I did not tell her that.

I told her she’d been cheated.

She looked at me with alarm and uncrossed her arms.  She asked me to explain.  I knew I might have been seen as a disloyal faculty member for not playing along with a 10-plus “A” grade from the other instructor, but I decided if I wanted to teach, the minimum I owed my students was the truth as I knew it and my best effort to explain it to them.  My allegiance is to my students, not to some other instructor stealing money via grade inflation.

I told the student about the colors and the fonts and the tone of the writing and the lack of analysis and supported research.  I explained how we would work on all of that in class together and how that would help make her research better.  She accepted my feedback, but she was angry the other instructor misled her into thinking she was a better writer than she was — and I told her that was a natural feeling, and that she will get all sorts of evidence about the truth, but it was up to her to examine all parts and put together the pieces of what was real into a whole that the rest of us can understand, even if we may not appreciate it.

8 Comments

  1. It’s a positive sign that she took the feedback so well. Too many would just throw up their arms in disgust and assert that something must be wrong with you for not giving her a thousand plusses on her A that you stole.

    1. She definitely took it well. She was an excellent student in class, but her writing was troubled — but fixable. Nobody was doing her any favors by passing her writing without thorough feedback. She ended up doing really well in class and she would meet with me after every paper was returned to make sure she understood all the comments and corrections.

  2. This is always a problem. Students often think they are doing better than they really are — when we were growing up, it was pretty much just the opposite. Lots of tests and comparative feedback helps create consciousness today.

    1. Exactly right. Something grade-related must be at stake in every single class for proper student feedback today. The graded work should also be public, so everyone in class can compare how they are performing in comparison with their coursemates. We must leave no doubt.

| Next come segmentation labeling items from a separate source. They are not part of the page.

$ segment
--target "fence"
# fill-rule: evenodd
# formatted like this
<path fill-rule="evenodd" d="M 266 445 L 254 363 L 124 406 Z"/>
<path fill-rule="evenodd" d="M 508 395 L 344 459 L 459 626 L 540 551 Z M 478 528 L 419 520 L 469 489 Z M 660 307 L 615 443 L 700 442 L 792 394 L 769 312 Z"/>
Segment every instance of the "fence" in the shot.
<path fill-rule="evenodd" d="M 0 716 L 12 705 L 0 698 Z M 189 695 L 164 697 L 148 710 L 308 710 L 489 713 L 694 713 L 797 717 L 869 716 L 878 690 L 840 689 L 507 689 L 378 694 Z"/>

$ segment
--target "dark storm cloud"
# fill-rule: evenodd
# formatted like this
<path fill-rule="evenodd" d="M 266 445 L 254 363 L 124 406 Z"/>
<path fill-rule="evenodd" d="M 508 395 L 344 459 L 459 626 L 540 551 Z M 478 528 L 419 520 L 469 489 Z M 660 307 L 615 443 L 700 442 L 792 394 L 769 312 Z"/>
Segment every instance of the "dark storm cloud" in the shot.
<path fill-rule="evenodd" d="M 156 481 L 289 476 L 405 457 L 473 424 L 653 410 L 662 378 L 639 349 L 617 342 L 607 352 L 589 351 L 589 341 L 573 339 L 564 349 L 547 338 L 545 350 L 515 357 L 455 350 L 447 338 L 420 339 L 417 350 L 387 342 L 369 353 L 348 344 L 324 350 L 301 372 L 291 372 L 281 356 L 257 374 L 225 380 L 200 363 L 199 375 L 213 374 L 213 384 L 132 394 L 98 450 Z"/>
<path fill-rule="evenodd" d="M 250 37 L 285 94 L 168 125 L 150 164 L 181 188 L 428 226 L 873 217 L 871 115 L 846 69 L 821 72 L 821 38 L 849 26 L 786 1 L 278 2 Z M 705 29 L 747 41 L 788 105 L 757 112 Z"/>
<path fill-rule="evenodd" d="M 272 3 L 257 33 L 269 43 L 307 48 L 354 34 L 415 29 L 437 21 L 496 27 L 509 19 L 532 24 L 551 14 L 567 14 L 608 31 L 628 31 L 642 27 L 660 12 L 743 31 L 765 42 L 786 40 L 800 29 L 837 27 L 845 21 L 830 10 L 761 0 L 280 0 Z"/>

  3. I have the same problems with my students. Expectations are all out of condition. I do agree that frequent feedback and grading helps a little bit. The expectation for extra credit is always disappointing.

    1. Oh, the bane of extra credit! That high school mentality never works at the college level — but that doesn’t mean students won’t try. Do the work as expected and you will do well. Don’t blow off the real assignments and then try to create “extra credit” work to make up for the assignments you didn’t do all semester!

  4. There is always a desire to excel. This is not very easy in the real world though. In the real world – success comes with much more patience and hard work. Even after you have done your very best, problems still arise
    I have never published anything including books. Many of the contract drawings which I created usually needed some revisions to actually make them executable and understood by others.
    Communication is what really counts. Our perception of the real world as we write it down can be so vastly misunderstood when it is read by others. As we used to say “The best laid plans of mice and men- They are made for changes.”
    Our thoughts are the same. What we find exciting today, may fade in the future. Learning new things and perceiving an idea from several different view points causes our perception of the idea to change. Should we expect anything less than an A for a certain idea but actually earn a C when it is looked at by someone else. They have a different viewpoint.
    Failure is never an option. Just keep trying to do your very best.You will improve with repeated tries. Schools lesson for life.

    1. You make good points, Robert, but an English literature research paper is not a Creative Art — even though some students expect it to become one. There are certain standards and common practices that must be taught in order to be understood in the world beyond the ivy tower.

      As one of my old Playwriting teachers used to say: “Outside this class, you can break all the rules of writing — but in this class, you follow the rules I teach, because I have to know you understand and can master the basics.”